Harold Meyerson gets it:
What's been missing in America's trade policy is a preference for Americans. The object of trade in China is to help the Chinese nation. German trade is designed to help Germany; Scandinavian, to help the Scandinavian nations. This is not the case here. General Electric goes abroad to lower costs and boost profits. Goldman Sachs invests abroad in the same kind of low-wage, high-profit enterprises. That's the mission of such businesses. But the U.S. government has never taken on the mission of defending the American economy, or the American people, in the global economy. That is not the only reason the broadly shared prosperity of the three decades following World War II is now a distant memory, but it is a certainly a major reason.
Of course, that sentiment is something "liberal" Brad DeLong disagrees with since he likes trade policy that helps folks elsewhere, even if it comes at the expense of domestic workers.

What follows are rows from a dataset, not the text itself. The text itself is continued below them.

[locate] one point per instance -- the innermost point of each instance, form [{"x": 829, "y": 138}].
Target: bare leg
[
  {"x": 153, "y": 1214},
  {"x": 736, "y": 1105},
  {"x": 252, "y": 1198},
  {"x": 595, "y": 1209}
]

A comment in the thread for that OpEd reads:
When I was in France one of my teachers explained the difference between the anglo countries (UK and USA) and the non-anglo countries (the non-English speaking western European countries). And I think he is correct.

In the non-anglo countries, the middle class has a strong class identity. They know who they are and they watch out for their interests. Most have recently been hurt by nobility and there is a recent history of strikes and revolutions. If you read LeMond you see the constant strikes and the constant struggle for wages and decent living standards.

In the anglo countries, the middle class has no class awareness. Only the aristocracy is aware of the class structure of the society - and they tell the peons that the peons live in a classless society. And the peons buy into it.

In this situation, the anglo aristocracy is very successful at watching out for the interests of their class. They sooth the peons over the great inequality in wealth that exists in anglo society by saying that some of the wealth will "trickle down" .... someday.
Is that true? It's certainly true that when people talk the way Meyerson does, they are often attacked for waging "class warfare" (which is seen as the precursor for a socialist agenda), especially by the right wing media.